From American abstraction and minimalism to the Young British Artists (YBAs), whose work he first encountered at Goldsmiths’ Art School, his taste has evolved. Saatchi bought A Thousand Years, Damien Hirst’s first major “animal” installation, at the YBAs’ Gambler exhibition in 1990. He acquired significant works by Hirst and Marc Quinn in 1991, helping to launch their careers. His status as a patron reached its height in 1997 when a portion of his collection was exhibited as part of the exhibition Sensation at the Royal Academy. The exhibition then traveled to Berlin and New York, causing headlines and causing some offense (such as to the families of children murdered by Myra Hindley, who was depicted in one of the works), and it strengthened the positions of Hirst, Emin, and other YBAs.

His book, My Name Is Charles Saatchi And I Am An Artoholic, came out in 2009. It presents Saatchi’s responses to a number of questions posed by members of the public and journalists and is titled “Everything You Need To Know About Art, Ads, Life, God, And Other Mysteries And Weren’t Afraid To Ask.”

He hosted a BBC television show called “School of Saatchi” from November to December 2009, in which he gave young artists who wanted to be artists a chance to show off their work. He only interacted with an assistant and did not appear in the show. The Saatchi Gallery and over 200 works of art would be donated to the British public by Charles Saatchi in July 2010.

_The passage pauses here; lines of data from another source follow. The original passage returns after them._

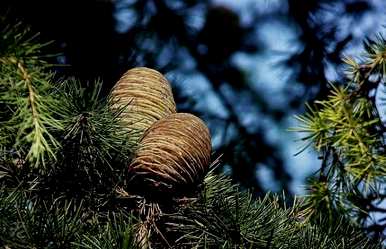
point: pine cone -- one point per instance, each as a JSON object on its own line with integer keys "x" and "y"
{"x": 146, "y": 96}
{"x": 173, "y": 151}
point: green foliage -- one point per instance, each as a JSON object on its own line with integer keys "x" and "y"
{"x": 347, "y": 131}
{"x": 29, "y": 223}
{"x": 225, "y": 217}
{"x": 27, "y": 101}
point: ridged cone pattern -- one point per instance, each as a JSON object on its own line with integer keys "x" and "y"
{"x": 175, "y": 150}
{"x": 146, "y": 96}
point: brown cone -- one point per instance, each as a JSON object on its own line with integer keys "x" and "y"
{"x": 174, "y": 151}
{"x": 146, "y": 96}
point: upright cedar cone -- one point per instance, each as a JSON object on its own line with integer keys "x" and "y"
{"x": 146, "y": 96}
{"x": 174, "y": 151}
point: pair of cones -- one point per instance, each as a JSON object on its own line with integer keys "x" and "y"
{"x": 173, "y": 148}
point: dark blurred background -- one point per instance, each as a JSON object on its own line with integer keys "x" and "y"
{"x": 245, "y": 67}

The Saatchi Display highlighted in a rundown of the most visited workmanship historical centers on the planet, in view of a participation overview for 2014, gathered by The Craftsmanship Paper, with 1,505,608 guests. According to the same survey, the gallery has hosted 15 of London’s 20 most popular exhibitions over the past five years. Phoebe Saatchi-Yates, the daughter of Charles Saatchi, and her husband, Arthur Yates, opened Saatchi Yates in London’s Cork Street in October 2020.

Charles Saatchi Books

  • Looking Over Your Opponent’s Shoulder
  • Charles Saatchi: Question
  • My Name Is Charles Saatchi And I Am An Artoholic
  • Be the Worst You Can be: Life’s Too Long for Patience and Virtue
  • The Naked Eye
  • Babble
  • Known Unknowns
  • DEAD, A Celebration of Mortality
  • Beyond Belief: Racist, Sexist, Rude, Crude and Dishonest: The Golden Age of Madison Avenue.